The first thing to do is not panic. If the new delay remains constant and less than abs(20) us, the correlator can handle it. Re-setting the delay introduces another clock jump which makes the correlation more difficult. So the first thing to do is in the Log Monitor:
clkoff
and maserdelay
commands from e-RemoteCtrlcd /vlbobs/ivs/logs gnuplot plot 'yg_ddif.txt' with linespoints
This will plot the delay difference against day number. You can use the right mouse button in the plot window to zoom in. Sometimes a spurious data point will make the graph painfully small, this example gnuplot command
set yrange [-0.3:-0.275] replot
will put the y-axis in the ball park for you. Change the numbers to suit the current offset. The command
set xrange [*:*] replot
will put the x-axis back to the full range of the datafile if you've zoomed in with the mouse.
Every time you press “Export data” the output files are refreshed and you can replot the values in gnuplot either by typing 'replot' or by pressing the “Replot” button in the plot window. Other possible useful files to plot are yg_maser2gps.txt
, the difference between the maser and GPS 1PPS, and yg_fmout.txt
, the difference between GPS and Mark5 output 1PPS.
If the delay difference is stable you don't need to do anything.

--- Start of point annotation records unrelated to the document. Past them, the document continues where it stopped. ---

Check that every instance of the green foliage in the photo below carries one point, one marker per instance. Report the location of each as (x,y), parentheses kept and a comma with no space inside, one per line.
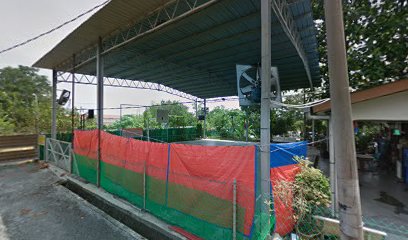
(310,190)
(6,127)
(229,123)
(376,36)
(179,116)
(366,135)
(25,102)
(128,121)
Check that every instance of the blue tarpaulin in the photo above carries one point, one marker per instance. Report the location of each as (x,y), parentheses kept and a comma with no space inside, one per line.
(282,154)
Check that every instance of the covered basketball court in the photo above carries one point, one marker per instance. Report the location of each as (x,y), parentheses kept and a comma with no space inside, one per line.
(189,48)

If the delay difference is more than 20 us, or gets so large that the clkoff
or maserdelay
values lose precision, run fmset
to get the delays back to something manageable. Make sure you are not recording while running fmset! Issuing a halt
command from e-RemoteCtrl followed by disk_record=off
is usually a safe method.
If the delay difference is drifting (usually linearly), the DBBC probably needs reconfiguring. This can be done from e-RemoteCtrl as follows (again, best to halt the schedule and make sure you're not recording):
dbbc=reconf
Monitor how things are going in the DBBC VNC session. A reconfig takes about 2 minutes. When it's completed, synchronise the dbbc:
dbbc=pps_sync
Then in a terminal window on pcfs[hb|ke|yg], run fmset to get the clocks lined up.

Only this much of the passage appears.